Forget about the weather, "So, how about that Trump guy?" has become the preferred way of starting smalltalk for people around the globe.
In my last guide, I showed you how to mine social media sites with ParseHub and send the text through a sentiment analysis tool. Now I will show you how I used this information to come up with the results of my article about the Donald Trump and his opponents in this year's Presidential Primaries.
You will see some of the ways you can manipulate your own social media data with this powerful combination of software. If you see a mistake in my data tables or in my Python code then please let me know, in the comments below or in a personal email to quentin@parsehub.com.
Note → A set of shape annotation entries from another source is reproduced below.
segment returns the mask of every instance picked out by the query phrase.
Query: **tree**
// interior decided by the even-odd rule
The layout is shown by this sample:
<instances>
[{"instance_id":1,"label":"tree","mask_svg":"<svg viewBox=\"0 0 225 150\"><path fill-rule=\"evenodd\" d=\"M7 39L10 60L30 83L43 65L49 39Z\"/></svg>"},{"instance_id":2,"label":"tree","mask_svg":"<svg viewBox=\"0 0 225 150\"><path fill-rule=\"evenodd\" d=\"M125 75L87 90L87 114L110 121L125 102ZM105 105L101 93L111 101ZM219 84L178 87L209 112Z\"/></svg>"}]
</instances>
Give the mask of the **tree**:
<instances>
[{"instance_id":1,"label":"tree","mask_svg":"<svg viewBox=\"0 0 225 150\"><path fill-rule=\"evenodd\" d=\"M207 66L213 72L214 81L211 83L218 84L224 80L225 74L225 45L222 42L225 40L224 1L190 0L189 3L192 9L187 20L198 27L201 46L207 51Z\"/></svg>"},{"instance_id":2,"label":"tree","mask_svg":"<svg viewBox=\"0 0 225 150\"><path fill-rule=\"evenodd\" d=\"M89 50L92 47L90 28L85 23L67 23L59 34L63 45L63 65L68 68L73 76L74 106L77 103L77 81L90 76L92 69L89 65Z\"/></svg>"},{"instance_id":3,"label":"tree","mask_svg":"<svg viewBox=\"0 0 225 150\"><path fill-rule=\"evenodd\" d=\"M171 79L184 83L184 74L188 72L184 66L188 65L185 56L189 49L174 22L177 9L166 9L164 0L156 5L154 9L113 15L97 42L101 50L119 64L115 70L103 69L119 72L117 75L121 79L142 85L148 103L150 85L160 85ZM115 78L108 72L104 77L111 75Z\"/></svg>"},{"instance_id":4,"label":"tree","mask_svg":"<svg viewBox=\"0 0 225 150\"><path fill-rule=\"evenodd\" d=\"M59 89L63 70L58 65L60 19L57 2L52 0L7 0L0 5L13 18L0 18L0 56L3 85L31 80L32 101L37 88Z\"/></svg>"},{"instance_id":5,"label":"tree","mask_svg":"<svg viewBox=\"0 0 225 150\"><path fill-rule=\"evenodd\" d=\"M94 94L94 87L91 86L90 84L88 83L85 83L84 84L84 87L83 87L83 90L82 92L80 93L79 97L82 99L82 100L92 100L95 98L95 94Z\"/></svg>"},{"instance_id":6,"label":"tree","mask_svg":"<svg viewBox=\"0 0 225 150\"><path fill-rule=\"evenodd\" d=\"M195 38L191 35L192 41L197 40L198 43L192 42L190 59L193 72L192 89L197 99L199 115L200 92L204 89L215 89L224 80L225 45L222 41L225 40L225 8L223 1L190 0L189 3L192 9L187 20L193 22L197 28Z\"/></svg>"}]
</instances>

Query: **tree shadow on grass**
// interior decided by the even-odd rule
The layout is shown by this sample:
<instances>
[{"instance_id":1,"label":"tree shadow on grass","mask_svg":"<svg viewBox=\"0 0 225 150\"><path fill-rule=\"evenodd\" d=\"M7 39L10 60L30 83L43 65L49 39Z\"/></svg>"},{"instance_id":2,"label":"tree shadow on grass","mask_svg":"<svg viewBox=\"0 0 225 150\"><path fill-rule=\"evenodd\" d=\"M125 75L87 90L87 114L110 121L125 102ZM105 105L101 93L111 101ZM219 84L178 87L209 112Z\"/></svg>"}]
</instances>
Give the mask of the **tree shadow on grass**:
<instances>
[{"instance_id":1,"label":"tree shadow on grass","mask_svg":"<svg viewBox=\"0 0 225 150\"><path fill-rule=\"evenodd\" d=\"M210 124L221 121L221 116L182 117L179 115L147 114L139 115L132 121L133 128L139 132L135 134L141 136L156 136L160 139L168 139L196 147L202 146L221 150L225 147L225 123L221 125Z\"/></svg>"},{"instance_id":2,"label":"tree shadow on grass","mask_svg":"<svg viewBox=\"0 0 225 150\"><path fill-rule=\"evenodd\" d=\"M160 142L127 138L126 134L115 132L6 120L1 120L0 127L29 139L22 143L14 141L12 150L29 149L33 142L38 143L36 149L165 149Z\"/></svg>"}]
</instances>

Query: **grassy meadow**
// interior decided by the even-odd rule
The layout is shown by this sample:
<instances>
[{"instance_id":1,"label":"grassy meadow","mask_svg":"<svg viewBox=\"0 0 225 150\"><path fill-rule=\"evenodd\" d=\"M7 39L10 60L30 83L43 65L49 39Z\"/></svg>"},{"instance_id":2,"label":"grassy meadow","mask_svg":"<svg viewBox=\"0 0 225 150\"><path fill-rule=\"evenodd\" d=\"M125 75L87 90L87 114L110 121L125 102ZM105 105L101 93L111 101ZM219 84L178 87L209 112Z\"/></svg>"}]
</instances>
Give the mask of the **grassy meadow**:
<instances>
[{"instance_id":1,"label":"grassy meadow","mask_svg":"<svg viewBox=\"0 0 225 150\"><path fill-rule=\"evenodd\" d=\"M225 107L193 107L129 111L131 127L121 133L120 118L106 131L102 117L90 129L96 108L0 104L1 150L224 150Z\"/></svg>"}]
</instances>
Converting to datetime format
The DataFrames that I saved had 7 columns: "date", "name", "text", "sentiment", "neg", "neutral" and "pos". Since I was making plots over time, I had to convert the "date" columns of my DataFrames, which were strings, into a form that computers can work with, called datetime format. I wrote a simple function to do this.
- The form that snapbird gives dates is inconsistent. If the tweet was sent on the same day of your search, the date is given as time elapsed since it was tweeted, such as "8 hours ago" or "23 minutes ago". The first thing my function did was use a regular expression to check if the string ended with "ago". If it did, it was replaced with "May 30".
-
The next thing it did was check to see if the string ended in 15, as in 2015. The dates of tweets from 2016 did not end in 16, so its adds a 16 to any date that did not end in 15.
-
Finally, each date in the column was in the same format. That meant I was able to convert each one to a datettime using the pandas function to_datetime.
Counting the number of times a candidate was mentioned
- I compiled lists of every tweet that mentioned a candidate's name. This was done with more regular expressions.
- Some of the candidates are well known enough that they could have been mentioned by their first or last names only, or by nicknames, or by their twitter handles.
- The tweets that matched any of these "part names" were then added to a new DataFrame for the particular account that tweeted their name.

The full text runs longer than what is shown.